School buses vs. municipal buses

Why is there such a huge discrepancy between yellow school buses and municipal public transportation buses? I don’t mean the disparity between the side exit preferred for public transportation and the rear emergency exit for school buses. Nor I am concerned with room for standees on public vs. seating only for schools. Not even the small sliding windows for yellow buses vs. A/C for public transportation. All of that makes sense.

My big issue is the location of the rear axle. Both bus types have the front axle located very close to the front of the bus. However, for city buses, the rear axle is located in the rear, while school buses have the rear axle typically located two thirds of the way back from the front for a long bus. And while were at it, city buses typically have a flat front, while school buses have the typical “Mac Truck” nose sticking out.

Now I’m no bus expert, but this seems like the primary function of either is to transport people from here to there, in tough to maneuver areas, safely and reasonably comfortably. But the current setup requires two distinctly different chassis. Why wouldn’t a bus manufacturer just figure out a common design that will work with both, and customize the finished bus to the public trans or school use?

Wouldn’t the market for school nbuses in the US be large enough to manufacture a specialised design for them?

The wheels in a city bus are in the back because city buses have the engine in the back. School buses usually have the engine in front with a driveshaft to the rear wheels. The rear axle is moved forward to carry more of the load, and I would guess that the shorter wheelbase makes it easier for coaches and schoolteachers to turn a bus on city streets.

There might also be a limitation that the driver must have a commercial drivers license for any bus with a longer wheelbase.

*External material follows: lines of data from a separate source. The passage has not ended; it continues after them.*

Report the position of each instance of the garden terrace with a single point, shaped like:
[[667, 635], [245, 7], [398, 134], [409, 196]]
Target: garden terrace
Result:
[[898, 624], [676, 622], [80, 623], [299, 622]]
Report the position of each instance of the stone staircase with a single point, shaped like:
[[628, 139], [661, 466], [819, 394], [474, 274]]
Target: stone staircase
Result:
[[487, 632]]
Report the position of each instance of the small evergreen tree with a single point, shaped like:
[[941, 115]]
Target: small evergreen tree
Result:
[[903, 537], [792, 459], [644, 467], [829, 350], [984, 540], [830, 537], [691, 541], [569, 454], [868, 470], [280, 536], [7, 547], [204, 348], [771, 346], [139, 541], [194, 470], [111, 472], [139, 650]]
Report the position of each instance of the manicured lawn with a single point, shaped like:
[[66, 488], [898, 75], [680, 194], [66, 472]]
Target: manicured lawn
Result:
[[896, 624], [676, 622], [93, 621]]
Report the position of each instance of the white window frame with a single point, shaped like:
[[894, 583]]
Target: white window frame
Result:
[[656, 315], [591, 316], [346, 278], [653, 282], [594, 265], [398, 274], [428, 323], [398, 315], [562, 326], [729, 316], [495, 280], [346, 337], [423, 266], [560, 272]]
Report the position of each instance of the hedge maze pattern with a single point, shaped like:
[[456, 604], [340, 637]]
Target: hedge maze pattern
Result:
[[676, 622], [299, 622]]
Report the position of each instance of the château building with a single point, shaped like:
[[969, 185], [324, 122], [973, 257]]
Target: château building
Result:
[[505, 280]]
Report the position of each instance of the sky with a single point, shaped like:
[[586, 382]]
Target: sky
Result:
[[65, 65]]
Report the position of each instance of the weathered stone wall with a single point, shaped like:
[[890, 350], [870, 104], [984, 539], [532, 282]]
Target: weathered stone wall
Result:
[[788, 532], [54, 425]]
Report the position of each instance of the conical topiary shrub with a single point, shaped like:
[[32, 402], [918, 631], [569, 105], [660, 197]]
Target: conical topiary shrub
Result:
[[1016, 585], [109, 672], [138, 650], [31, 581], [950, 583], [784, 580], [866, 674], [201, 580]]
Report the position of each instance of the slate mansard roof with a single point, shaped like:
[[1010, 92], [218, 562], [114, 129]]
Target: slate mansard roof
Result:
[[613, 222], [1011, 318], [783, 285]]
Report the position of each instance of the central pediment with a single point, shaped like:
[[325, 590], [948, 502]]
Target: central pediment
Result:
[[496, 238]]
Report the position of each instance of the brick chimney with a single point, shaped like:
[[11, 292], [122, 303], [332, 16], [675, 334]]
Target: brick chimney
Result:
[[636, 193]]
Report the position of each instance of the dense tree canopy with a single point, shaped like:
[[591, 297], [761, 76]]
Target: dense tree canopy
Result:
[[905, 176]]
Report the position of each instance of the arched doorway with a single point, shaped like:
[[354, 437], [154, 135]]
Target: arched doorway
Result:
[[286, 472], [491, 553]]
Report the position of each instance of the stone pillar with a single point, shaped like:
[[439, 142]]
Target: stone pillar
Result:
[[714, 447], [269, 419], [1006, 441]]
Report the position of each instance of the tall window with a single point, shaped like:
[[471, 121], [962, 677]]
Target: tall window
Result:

Most “city” buses are now rear-engine designs, so the whole engine and transmission package sits atop the axle, much like a typical front wheel drive car. The engine and trans need to be near the outside for serviceability. A mid-engine design would be difficult to work on, so it’s been pushed out to the tail. Having the engine under the seats also makes for a necessarily higher floor (more steps to climb) and more noise inside the bus, especially if some twit gets curious about what’s under the hatches in the floor and opens one.

The older front-engine school buses are also rear-wheel drive, and have a long driveshaft. Running the shaft all the way to the back end would involve added complexity in the form of support bearings and added segments and U-joints - a long shaft would tend to flop around - so they put the driven wheels about 2/3 back on a shorter shaft.

Nobody wants to spend much money on school buses, so they’ve used that classic front engine and driveshaft design for decades because it’s simple and fairly cheap. The newer rear engine and transaxle design is relatively new, a bit more complicated to engineer and a bit harder to work on, all of which makes it more expensive.

FWIW, most of the school buses here have switched to rear-engine designs in the name of safety. The engine out in front creates a huge blind spot for the driver. Our very own **Mr Bus Guy ** can expand on this and might even have stats on how many fewer kids are being hit by the bus when they cross in front of it and the driver can’t see them.

gotpasswords nailed most of it. Kids don’t weigh much, so the rear axle can be way forward. Due to weight-per-axle rules, builders get both axle to share the weight of the engine. In a rear engine rig, the front wheels are behind the passenger door.

Both kinds of buses also have pop-out emergency windows. Some buses also have emergency roof hatches for accidents where the bus turns over.

Could different road types account for differences? I think that city buses can expect to always run on (relatively) smooth, hard paved roads, while school buses may have to deal with a wider variety of roads, and road conditions. I grew up on gravel, and regularly spent 30 to 45 minutes (one way) on a bus route that was 50% or more gravel - and spring thaws aren’t all that nice to gravel. I never had to worry about the bus getting there (except for a week, some years, when a bunch of us had to get down to the hard surfaced roads because the gravel was too soft for anything more than a pickup), but I wouldn’t think a city-style commuter bus would do well at all under those conditions.

School buses are also built on a five-ton truck chassis, and city buses are a completely different animal. I expect an unbuilt-upon five-ton truck chassis is a lot cheaper than a city bus, and adding the frame and seats probably doesn’t cost much either.